“But Julian, who was a perfect young Roman gentleman, always doing what was expected of him and what everybody else did, became more and more bored with the life he was living. He continued to talk with his slave about Christianity, and finally became converted. And he said, ‘I see now that this life of mine is a tissue of vanities in which there is no real joy. I will renounce my wealth and my title, give up my old habits, and then receive baptism and begin a life of true Christian happiness.’

“‘Good,’ said the slave. ‘I will go and tell my brethren.’

“Now Julian kept a stable and had been fond of racing. He had a favourite mare which he used to hitch up to a small but elegant chariot, and drive very fast through the streets of Rome, wearing a chaplet of flowers. But all this looked very silly to him now and so he went first of all to his stable, and said to his head-groom: ‘I have wasted enough time with these soulless brutes. Sell them!’

“The head-groom was thunderstruck. ‘But,’ he stammered, ‘there are the big races next week!’

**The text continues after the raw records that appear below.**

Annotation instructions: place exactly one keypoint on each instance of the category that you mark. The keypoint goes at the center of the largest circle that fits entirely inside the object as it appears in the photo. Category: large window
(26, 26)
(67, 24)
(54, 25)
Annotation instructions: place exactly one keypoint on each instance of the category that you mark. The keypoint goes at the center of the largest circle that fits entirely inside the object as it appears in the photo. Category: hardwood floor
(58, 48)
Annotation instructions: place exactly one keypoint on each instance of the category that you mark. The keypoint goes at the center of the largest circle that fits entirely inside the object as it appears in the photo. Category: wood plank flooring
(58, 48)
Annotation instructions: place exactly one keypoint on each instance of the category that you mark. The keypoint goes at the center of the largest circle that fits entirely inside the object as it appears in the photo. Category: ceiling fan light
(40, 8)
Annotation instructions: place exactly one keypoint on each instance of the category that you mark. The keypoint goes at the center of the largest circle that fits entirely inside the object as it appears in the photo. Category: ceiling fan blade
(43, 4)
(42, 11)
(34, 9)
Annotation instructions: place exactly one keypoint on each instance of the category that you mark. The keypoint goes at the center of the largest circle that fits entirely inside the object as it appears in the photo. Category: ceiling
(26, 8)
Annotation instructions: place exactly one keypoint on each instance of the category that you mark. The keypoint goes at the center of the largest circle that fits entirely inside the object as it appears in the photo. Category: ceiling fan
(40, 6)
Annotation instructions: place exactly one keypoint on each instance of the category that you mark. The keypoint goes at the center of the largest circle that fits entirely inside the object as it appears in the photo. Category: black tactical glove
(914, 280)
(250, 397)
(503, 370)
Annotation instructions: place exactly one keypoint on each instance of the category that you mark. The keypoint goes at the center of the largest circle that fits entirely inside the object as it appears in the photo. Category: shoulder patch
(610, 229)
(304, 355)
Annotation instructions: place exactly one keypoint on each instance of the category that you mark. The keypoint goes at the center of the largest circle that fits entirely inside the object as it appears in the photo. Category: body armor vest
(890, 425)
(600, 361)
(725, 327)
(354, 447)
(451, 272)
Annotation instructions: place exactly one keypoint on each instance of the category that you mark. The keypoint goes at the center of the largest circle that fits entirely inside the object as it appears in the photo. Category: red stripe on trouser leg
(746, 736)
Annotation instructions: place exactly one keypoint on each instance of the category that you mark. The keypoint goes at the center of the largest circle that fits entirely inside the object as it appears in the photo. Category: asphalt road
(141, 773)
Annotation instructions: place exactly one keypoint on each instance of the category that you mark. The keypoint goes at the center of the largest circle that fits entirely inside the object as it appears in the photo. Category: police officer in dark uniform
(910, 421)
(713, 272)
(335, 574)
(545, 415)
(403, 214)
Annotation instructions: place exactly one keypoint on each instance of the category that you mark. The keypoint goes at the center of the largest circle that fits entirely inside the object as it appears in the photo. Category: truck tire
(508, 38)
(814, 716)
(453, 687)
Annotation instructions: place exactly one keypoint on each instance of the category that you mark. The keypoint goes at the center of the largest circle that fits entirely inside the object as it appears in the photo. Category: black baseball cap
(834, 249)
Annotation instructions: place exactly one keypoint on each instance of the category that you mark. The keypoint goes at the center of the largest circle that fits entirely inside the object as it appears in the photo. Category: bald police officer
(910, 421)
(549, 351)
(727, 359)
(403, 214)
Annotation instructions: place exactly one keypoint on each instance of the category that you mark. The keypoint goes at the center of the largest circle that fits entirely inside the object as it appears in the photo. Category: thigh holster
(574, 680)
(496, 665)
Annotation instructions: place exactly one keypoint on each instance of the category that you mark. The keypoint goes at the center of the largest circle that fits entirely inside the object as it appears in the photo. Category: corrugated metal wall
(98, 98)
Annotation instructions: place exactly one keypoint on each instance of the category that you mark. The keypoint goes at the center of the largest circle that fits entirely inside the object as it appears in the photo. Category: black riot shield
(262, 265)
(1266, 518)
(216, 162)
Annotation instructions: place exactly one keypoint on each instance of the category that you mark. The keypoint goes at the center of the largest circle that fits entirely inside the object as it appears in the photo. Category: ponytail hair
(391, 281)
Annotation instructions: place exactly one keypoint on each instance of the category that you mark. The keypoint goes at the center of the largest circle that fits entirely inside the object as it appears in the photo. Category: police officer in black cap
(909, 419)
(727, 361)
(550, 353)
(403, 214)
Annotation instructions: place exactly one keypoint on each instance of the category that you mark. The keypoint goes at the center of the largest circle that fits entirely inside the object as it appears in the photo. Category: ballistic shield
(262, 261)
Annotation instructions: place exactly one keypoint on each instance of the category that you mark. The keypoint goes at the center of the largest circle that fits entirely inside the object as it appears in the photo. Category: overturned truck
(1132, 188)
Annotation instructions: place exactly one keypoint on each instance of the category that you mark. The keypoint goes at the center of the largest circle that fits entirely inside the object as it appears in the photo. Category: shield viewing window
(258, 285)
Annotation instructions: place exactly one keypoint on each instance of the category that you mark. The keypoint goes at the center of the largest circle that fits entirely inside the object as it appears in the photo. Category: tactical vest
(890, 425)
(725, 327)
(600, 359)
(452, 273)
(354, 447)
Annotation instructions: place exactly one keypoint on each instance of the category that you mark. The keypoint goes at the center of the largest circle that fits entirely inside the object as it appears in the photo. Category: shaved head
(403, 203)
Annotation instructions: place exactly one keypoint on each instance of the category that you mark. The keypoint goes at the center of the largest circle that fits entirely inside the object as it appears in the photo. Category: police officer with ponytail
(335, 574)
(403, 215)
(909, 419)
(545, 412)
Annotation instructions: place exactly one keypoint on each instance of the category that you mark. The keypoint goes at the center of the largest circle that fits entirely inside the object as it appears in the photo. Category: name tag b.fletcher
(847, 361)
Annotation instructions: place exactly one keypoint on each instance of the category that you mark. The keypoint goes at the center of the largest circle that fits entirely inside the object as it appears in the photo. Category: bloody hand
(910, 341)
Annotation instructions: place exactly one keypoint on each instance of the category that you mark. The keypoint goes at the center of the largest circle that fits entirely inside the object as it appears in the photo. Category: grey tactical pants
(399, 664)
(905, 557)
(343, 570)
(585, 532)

“‘What of it?’ said Julian.

“‘Well,’ said the head-groom, ‘all your friends are betting on your mare, and they’ll think—’

“‘I don’t care what they think,’ said Julian.

“‘I’ve put all the money I’ve got in the world on her myself,’ said the head-groom, sadly. ‘I’ve been very proud of that filly!’

“Julian was touched. This loyalty deserved an explanation from him. But how could he explain? This good-hearted simple man would never understand. He would simply think his master had gone crazy, and would hold that against Christianity. It did not seem fair that Christianity should get a black eye through such a well-meaning but hasty action as this that he had contemplated. He realized that he must go about the matter of becoming a Christian in a more practical way.

“‘After all,’ he said, ‘there is nothing very wicked about horse-racing. I will keep my horses’—and he countermanded his order to the head-groom—‘and go and give up Leila instead.’ Leila was a Persian girl, and the most beautiful of his three mistresses. Once he had given her up, it would be easier to dispense with the others.